En janvier dernier recevant le Carol R. Marshall Award for Innovation in Corporate Ethics (l’innovation dans le domaine de l’éthique des entreprises) décerné par l’Ethics and Compliance Initiative (ECI), une première pour une personnalité et une entreprise non américaines, Emmanuel Lulin déclarait que l’éthique pouvait être perçue comme un contre-pouvoir. Et précisait que c’était vrai, mais pas comme un contre-pouvoir dans les mains d’un directeur, mais dans les mains de tous. Et dont les quatre grands principes (intégrité, respect, courage et transparence) touchent toutes les activités de l’entreprise.

 

Avec qui ?

Tous les salariés du groupe dans l’absolu et la Journée mondiale de l’éthique en est le symbole. Une fois par an tous les collaborateurs peuvent interroger sur ce sujet le PDG et/ou les patrons de pays. Mais il faut aussi «respecter l’organisation et ne pas déresponsabiliser les patron(ne)s. Il vaut mieux promouvoir une culture de loyauté plutôt que de lutter contre les conflits d’intérêts, de promouvoir la diversité plutôt que de se limiter à lutter contre les discriminations.» Par ailleurs, Emmanuel Lulin a son réseau de correspondants éthiques : «Ils sont 66, des nationaux dans les pays où nous opérons, venus de tous les secteurs (affaires, RH, finances, recherche …) et choisis en fonction de leur personnalité, de leur capacité d’écoute et de leur courage.
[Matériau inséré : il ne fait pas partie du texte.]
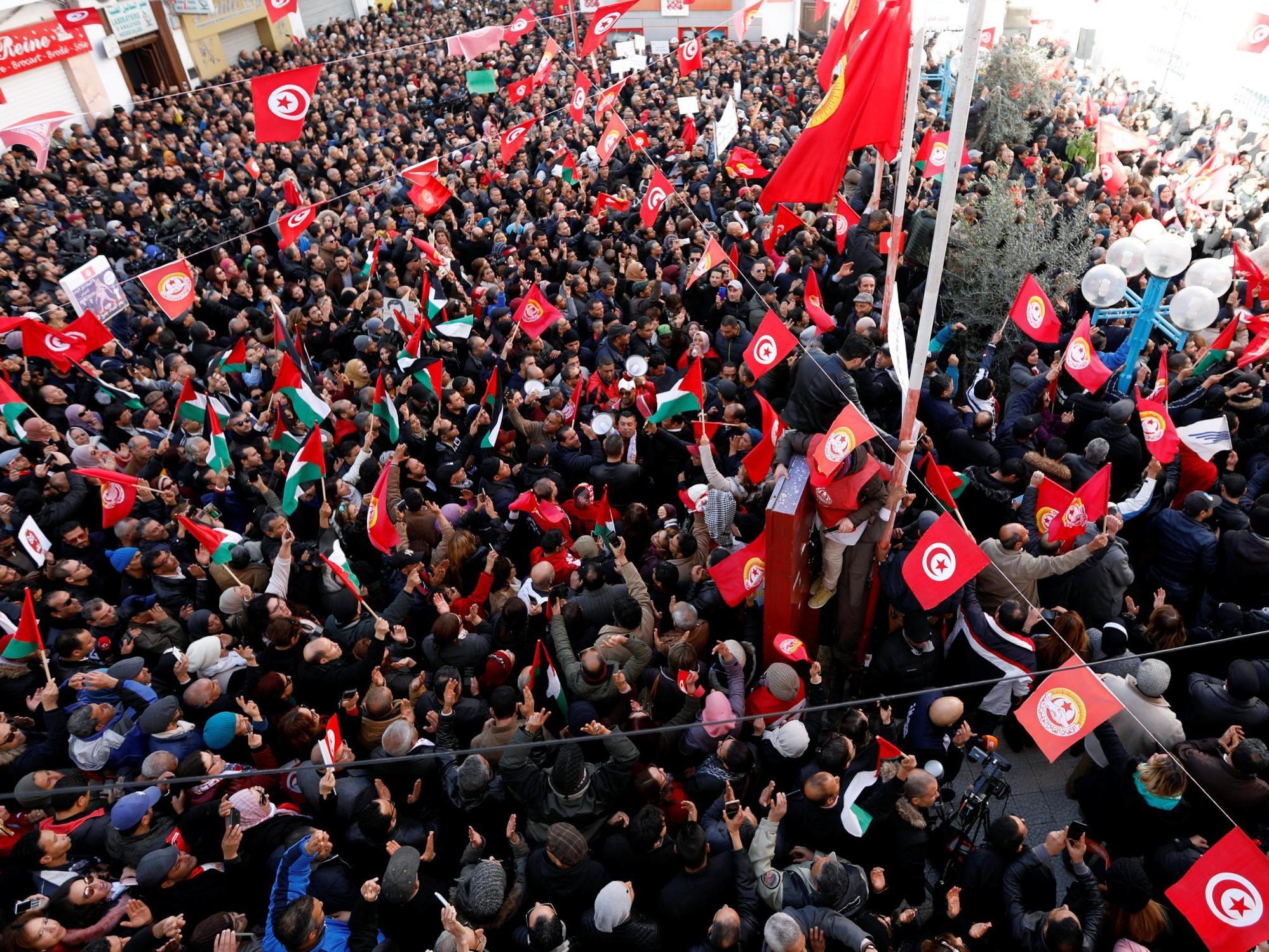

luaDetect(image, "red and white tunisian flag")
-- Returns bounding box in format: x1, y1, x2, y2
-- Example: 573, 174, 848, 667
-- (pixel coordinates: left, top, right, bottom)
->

Ils perçoivent leur mission comme un honneur exigeant et non comme une sinécure. C’est un rôle exigeant et concret.»



 

Comment ?

«Si, assure Emmanuel Lulin, un bon éthiciste s’intéresse autant à la philosophie qu’au droit, il demeure résolument ancré dans la réalité. Poser des questions est sain, apporter des réponses l’est plus encore. L’éthique arrange et dérange et c’est très bien comme cela. D’ailleurs, il ne faut pas se méprendre : ce n’est pas l’éthique qui est forte ; celle qui est forte c’est l’organisation qui l’accepte.» Cela signifie aussi aller au-delà du droit, des bonnes manières et anticiper. Ainsi comment traiter des manières non appréhendées comme le transhumanisme ? «Il faut aller au-delà de l’obéissance et être dans une logique d’adhésion à nos principes éthiques. C’est autant une source de fierté qu’un gage de pérennité.» Et pas seulement, car même si l’éthique n’est pas bien appréhendée par la comptabilité, «une entreprise qui a une réelle culture de l’intégrité vaut bien plus que celle dont l’intégrité vacille.»